Einige Minuten später passierte ich eine Baustelle. Männer mit
Helmen schlurften herum, es sah im Wesentlichen so aus, wie ich es
noch von meiner bitterarmen Zeit in Wien kannte, während der ich
mich auf Baustellen verdingt hatte, um mir mein tägliches Brot zu
verdienen. Ich blickte neugierig durch den Zaun, ich erwartete, den
Häusern beim Wachsen zusehen zu können, aber offenbar hatte die
Technik hier nicht allzu große Fortschritte gemacht.
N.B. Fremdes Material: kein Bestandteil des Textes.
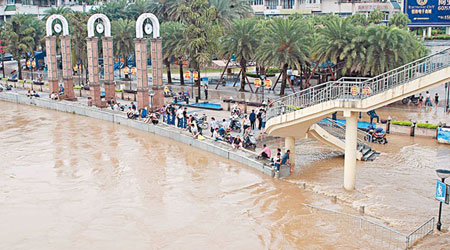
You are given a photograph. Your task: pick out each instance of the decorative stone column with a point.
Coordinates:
(351, 136)
(66, 51)
(141, 72)
(157, 68)
(92, 56)
(108, 67)
(52, 71)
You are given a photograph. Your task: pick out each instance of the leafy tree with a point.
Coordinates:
(376, 16)
(19, 38)
(400, 20)
(124, 31)
(199, 34)
(241, 40)
(173, 46)
(285, 44)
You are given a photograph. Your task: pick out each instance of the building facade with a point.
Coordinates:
(322, 7)
(8, 8)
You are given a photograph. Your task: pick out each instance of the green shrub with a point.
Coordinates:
(427, 125)
(402, 123)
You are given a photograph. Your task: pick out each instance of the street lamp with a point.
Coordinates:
(443, 174)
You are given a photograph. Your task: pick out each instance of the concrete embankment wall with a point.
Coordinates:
(218, 148)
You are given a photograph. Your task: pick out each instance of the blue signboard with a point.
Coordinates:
(428, 12)
(441, 191)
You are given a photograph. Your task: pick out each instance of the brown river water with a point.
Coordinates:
(72, 182)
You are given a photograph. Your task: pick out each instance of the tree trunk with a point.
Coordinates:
(169, 74)
(283, 80)
(243, 64)
(181, 72)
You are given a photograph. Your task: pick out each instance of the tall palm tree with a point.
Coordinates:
(199, 35)
(285, 44)
(124, 31)
(19, 38)
(332, 38)
(173, 46)
(241, 40)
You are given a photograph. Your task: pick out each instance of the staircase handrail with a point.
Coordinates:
(357, 90)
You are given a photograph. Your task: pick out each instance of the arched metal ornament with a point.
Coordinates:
(140, 23)
(106, 23)
(49, 23)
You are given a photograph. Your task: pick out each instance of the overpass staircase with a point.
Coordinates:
(294, 114)
(332, 133)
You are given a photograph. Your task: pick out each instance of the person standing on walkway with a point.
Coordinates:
(253, 119)
(259, 117)
(436, 100)
(427, 101)
(206, 92)
(246, 123)
(180, 117)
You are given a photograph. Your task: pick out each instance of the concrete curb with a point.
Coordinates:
(221, 149)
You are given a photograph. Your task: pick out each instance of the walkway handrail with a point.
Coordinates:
(348, 88)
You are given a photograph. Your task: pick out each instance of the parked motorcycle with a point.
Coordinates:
(413, 99)
(376, 135)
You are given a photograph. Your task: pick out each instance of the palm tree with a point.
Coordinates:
(19, 38)
(60, 10)
(285, 44)
(199, 35)
(173, 46)
(124, 31)
(242, 40)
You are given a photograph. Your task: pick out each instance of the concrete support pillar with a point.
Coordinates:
(289, 144)
(108, 66)
(66, 51)
(350, 149)
(52, 70)
(92, 56)
(157, 68)
(141, 72)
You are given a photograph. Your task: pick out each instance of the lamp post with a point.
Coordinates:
(443, 174)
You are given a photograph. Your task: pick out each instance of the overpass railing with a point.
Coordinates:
(349, 88)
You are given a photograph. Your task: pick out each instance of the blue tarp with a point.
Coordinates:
(443, 135)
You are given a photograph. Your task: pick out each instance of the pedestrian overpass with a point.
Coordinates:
(294, 116)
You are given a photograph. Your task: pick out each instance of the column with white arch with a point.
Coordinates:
(92, 56)
(66, 51)
(141, 61)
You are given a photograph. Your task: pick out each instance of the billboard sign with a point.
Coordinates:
(428, 12)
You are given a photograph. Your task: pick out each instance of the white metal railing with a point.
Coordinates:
(357, 88)
(380, 234)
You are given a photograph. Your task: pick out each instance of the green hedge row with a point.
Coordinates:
(419, 125)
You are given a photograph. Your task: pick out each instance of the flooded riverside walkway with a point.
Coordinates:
(72, 182)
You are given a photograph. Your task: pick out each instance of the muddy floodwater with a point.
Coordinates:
(72, 182)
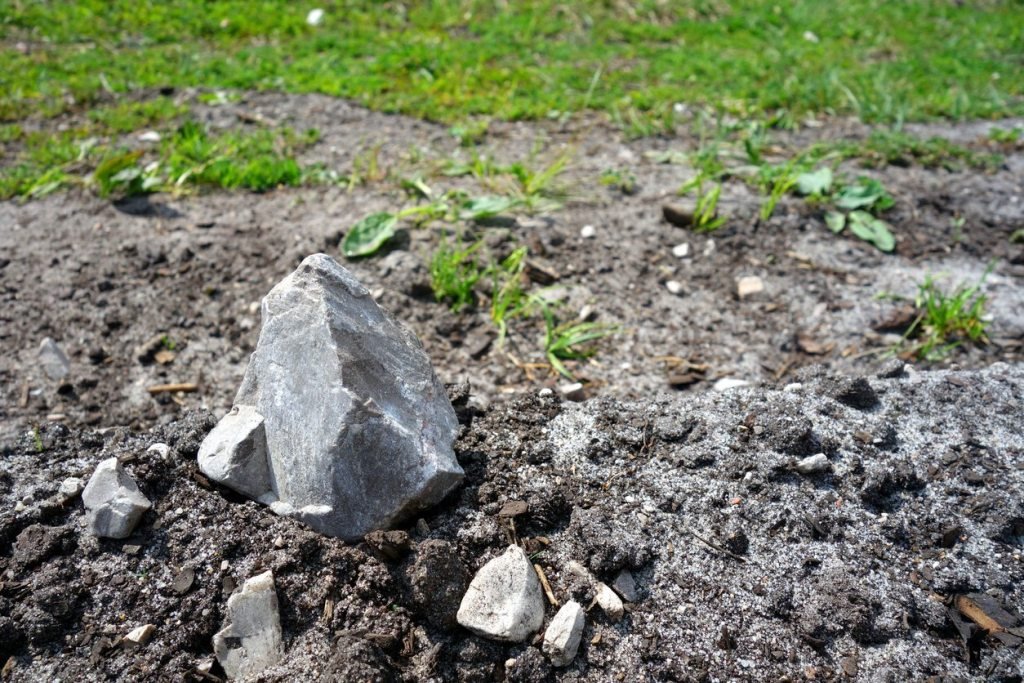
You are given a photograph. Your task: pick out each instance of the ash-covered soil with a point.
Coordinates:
(745, 568)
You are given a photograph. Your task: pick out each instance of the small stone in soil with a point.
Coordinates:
(750, 286)
(813, 464)
(727, 383)
(139, 637)
(52, 359)
(114, 501)
(183, 581)
(572, 391)
(626, 586)
(609, 602)
(71, 487)
(505, 600)
(250, 640)
(561, 640)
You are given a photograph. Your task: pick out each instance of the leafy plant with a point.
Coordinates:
(866, 194)
(369, 235)
(946, 321)
(815, 183)
(455, 272)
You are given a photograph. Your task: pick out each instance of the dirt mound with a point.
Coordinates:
(745, 567)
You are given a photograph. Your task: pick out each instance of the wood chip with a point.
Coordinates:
(185, 387)
(547, 587)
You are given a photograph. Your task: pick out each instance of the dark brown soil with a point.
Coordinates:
(854, 592)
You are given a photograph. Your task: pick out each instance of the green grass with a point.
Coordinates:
(456, 60)
(188, 157)
(946, 319)
(455, 271)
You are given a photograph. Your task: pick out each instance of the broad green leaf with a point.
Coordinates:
(486, 207)
(865, 194)
(836, 220)
(417, 186)
(816, 182)
(369, 235)
(871, 229)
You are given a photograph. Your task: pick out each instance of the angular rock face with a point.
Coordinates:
(235, 453)
(358, 430)
(114, 501)
(504, 600)
(251, 639)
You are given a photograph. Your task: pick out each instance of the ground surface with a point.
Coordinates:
(610, 484)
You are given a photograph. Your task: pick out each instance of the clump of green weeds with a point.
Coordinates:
(455, 272)
(569, 341)
(623, 180)
(945, 321)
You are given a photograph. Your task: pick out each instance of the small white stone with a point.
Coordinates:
(250, 640)
(140, 636)
(609, 602)
(561, 640)
(749, 286)
(572, 391)
(52, 359)
(813, 464)
(71, 487)
(727, 383)
(114, 501)
(505, 600)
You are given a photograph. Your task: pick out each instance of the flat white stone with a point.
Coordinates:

Im oberen
Stockwerk faltete ein Polier gerade einen Jüngling zusammen, er
mochte ein Werkstudent sein, ein angehender Architekt, ein junger,
hoffnungsvoller Mensch, wie ich einst einer war. Auch er musste sich
der schieren Gewalt des Arbeiters unterwerfen, die erbarmungslose
Welt der Baustelle war heute noch dieselbe wie einst. Da konnte der
junge Mann Einblicke gewonnen haben in Sprachwissenschaft und
Naturphilosophie, das zählte nichts in diesem Universum aus Zement
und Stahl. Andererseits bedeutete das auch: Es gab sie noch immer,
die brutale, schlichte Masse, ich musste sie nur erwecken. Und auch
die Qualität des Blutes schien durchaus brauchbar.